S. Oak Cliff HS students start in new location while old building ungoes renovations

Image 1 of 2

Students at South Oak Cliff High School are getting ready to start the new year in a new building.

The move comes after years of complaints about the 66-year-old school's structural and interior issues.

While the school is getting a $52 million renovation, students will be attending classes at Village Fair.

"When I was going to this school, we didn't have any great resources, the school was falling apart," said Michael Berry, a former South Oak Cliff High School student.

Berry says going to school there was distracting because of all the building's issues.

"Like when I was walking down the hallway one day, we were standing on the wall and one of those pillars fell down," he said.  "There was one week, there were all exposed wires, for a whole week, there were exposed wires dangling in the hallways."

But for the last two years, community members like Horace Bradshaw teamed up with the NAACP and other community groups to finally get changes underway.

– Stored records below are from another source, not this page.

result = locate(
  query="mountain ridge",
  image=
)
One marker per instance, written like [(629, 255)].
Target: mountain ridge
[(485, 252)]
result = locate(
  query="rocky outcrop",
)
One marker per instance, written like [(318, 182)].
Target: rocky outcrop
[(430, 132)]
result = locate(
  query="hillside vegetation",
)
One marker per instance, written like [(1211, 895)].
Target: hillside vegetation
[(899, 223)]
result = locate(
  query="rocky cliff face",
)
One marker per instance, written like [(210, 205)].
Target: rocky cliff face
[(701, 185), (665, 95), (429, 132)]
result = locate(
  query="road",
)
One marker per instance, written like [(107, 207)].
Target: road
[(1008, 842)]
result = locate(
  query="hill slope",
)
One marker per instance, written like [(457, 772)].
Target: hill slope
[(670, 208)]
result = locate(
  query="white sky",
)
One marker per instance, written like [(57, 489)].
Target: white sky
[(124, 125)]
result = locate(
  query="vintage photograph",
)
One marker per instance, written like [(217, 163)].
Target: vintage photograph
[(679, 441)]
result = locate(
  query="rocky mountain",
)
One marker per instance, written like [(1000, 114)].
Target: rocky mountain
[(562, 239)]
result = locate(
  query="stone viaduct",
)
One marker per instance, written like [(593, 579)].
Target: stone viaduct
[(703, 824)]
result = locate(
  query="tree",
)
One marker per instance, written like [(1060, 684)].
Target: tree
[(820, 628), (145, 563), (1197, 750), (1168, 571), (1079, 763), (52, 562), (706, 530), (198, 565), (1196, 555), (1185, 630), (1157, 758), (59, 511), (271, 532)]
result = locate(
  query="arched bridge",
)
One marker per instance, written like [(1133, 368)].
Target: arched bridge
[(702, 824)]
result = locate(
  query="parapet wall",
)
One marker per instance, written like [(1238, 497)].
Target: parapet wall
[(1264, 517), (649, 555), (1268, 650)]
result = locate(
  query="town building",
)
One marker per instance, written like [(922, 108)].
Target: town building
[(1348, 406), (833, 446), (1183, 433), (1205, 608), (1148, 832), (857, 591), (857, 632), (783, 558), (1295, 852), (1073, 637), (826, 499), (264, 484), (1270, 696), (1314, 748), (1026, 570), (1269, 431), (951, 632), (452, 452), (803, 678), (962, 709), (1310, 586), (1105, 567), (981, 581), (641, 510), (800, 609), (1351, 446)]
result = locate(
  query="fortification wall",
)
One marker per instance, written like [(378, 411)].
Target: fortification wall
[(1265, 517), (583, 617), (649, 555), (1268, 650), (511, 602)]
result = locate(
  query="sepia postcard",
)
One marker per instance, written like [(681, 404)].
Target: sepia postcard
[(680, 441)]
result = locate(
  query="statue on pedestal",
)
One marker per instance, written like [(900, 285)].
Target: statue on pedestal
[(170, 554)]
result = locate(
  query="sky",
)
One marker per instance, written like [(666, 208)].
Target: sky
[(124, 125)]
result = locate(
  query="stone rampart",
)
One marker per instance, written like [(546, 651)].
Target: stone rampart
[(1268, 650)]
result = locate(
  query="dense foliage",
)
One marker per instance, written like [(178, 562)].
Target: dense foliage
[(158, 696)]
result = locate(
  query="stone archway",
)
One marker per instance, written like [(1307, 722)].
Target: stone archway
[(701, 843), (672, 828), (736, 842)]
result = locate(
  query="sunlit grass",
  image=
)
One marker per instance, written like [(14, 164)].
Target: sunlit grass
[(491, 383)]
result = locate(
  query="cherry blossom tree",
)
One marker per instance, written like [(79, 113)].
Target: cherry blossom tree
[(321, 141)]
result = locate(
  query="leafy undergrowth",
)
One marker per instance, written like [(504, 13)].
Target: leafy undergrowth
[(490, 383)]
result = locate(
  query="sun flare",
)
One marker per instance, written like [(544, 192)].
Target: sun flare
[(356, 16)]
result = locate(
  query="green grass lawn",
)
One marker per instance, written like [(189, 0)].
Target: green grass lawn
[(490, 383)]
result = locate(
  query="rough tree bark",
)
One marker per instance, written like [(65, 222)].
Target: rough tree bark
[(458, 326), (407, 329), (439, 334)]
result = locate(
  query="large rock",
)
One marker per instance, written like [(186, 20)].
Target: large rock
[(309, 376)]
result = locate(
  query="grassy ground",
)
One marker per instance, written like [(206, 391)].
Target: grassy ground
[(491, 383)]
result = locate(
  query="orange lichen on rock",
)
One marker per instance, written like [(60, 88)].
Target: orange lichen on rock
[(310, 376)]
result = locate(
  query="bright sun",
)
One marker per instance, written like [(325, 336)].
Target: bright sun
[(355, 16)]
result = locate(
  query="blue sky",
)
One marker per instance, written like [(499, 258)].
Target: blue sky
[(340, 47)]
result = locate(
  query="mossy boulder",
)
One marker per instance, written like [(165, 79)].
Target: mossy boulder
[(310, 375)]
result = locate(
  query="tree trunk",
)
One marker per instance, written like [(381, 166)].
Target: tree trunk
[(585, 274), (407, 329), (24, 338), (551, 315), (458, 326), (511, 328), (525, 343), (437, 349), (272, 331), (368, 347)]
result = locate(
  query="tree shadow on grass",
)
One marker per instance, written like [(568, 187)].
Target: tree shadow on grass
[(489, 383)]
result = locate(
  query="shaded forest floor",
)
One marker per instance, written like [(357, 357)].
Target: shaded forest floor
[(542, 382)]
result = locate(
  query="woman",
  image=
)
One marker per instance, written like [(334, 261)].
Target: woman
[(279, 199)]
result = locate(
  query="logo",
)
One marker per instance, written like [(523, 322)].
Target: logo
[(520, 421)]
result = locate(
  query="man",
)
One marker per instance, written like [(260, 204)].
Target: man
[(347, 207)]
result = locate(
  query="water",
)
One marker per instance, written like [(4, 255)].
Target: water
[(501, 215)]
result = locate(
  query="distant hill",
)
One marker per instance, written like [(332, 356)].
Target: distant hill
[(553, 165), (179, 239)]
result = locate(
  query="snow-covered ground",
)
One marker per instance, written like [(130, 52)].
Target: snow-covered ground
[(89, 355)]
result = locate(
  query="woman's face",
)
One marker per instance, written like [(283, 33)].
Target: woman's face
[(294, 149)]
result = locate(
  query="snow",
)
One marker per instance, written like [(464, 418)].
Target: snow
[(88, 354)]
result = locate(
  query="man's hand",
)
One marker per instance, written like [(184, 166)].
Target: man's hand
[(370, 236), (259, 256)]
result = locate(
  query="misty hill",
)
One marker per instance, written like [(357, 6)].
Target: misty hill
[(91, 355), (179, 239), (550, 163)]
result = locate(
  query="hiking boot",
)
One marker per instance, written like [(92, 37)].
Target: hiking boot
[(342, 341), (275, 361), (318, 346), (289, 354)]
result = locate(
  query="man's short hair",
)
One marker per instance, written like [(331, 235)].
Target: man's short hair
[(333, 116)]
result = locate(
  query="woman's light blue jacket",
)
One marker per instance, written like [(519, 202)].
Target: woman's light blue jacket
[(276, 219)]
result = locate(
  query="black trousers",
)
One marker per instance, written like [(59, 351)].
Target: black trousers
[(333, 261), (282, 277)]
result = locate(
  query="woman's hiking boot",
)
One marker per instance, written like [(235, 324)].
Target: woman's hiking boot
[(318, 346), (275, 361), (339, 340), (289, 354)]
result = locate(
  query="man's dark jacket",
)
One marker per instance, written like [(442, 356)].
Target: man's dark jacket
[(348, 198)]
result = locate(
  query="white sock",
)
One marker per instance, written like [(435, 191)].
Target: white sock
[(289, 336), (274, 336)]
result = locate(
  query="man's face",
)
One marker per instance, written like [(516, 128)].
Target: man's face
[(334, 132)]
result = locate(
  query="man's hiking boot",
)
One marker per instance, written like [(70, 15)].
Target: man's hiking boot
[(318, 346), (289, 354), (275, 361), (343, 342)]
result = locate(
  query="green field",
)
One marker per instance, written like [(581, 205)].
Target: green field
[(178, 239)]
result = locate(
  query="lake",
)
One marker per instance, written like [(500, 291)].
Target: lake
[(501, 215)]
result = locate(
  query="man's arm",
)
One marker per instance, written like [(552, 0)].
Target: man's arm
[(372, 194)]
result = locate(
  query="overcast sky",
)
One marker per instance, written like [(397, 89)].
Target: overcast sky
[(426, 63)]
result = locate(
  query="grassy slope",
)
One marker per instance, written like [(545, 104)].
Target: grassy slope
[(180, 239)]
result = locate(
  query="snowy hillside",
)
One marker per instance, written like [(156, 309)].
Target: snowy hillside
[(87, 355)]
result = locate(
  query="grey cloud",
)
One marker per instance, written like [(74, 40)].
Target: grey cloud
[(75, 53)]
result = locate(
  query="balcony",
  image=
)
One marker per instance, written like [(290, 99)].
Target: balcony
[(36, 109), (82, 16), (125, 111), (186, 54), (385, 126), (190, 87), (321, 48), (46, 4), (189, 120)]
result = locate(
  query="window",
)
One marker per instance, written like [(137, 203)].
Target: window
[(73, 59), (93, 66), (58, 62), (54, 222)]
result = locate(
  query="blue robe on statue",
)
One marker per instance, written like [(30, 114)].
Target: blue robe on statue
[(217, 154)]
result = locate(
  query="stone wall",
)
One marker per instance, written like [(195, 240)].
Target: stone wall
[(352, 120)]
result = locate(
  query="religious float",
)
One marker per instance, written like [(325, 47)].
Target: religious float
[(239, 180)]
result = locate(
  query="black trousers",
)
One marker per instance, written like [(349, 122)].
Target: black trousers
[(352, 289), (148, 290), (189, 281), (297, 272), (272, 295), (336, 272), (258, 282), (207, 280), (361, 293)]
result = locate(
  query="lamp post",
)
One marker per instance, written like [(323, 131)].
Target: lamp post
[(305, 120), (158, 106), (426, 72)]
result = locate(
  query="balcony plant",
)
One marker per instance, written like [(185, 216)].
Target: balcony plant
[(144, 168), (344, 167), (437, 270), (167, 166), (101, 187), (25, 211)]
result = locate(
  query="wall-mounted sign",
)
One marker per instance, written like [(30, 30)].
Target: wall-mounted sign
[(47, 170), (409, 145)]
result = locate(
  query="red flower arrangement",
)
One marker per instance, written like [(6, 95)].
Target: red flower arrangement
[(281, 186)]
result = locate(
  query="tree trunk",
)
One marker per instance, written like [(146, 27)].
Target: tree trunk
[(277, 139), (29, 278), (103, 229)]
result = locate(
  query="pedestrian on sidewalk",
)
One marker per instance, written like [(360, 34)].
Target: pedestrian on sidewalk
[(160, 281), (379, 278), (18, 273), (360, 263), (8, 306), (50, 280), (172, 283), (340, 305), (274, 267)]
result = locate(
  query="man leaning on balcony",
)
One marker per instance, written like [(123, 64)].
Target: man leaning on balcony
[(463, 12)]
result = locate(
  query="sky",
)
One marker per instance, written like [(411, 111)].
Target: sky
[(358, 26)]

"We started seeing incidents where the roof was leaking, rodents in the school, kids getting sick because they were working on the asbestos without telling them," said Bradshaw, the vice president of South Oak Cliff Alumni Bear Cave.

Bradshaw graduated from South Oak Cliff in 1977 and all three of his sons graduated from there.

He says this week's move to Village Fair is the first step toward getting a newly improved school, but the move didn't come easy.

"These things have been going on for years, but I think it's because we have come together," said Bradshaw.

Through community meetings and voicing their opinion to the school board, the community was able to increase the money for the much-needed renovation," said Bradshaw. “They offered us $9 million, and we knew then that wasn't going to get us anything but just lipstick on the pig."

They finally got what they wanted: $52 million to renovate South Oak Cliff High School. The renovations are expected to start this month and finish in time for the start of the 2019 - 2020 school year.

"We want South Oak Cliff to be a wow effect, when they drive down Marsalis, they'll look over at this school and say wow, look at that," said Bradshaw.

Students and teachers will start classes there Tuesday.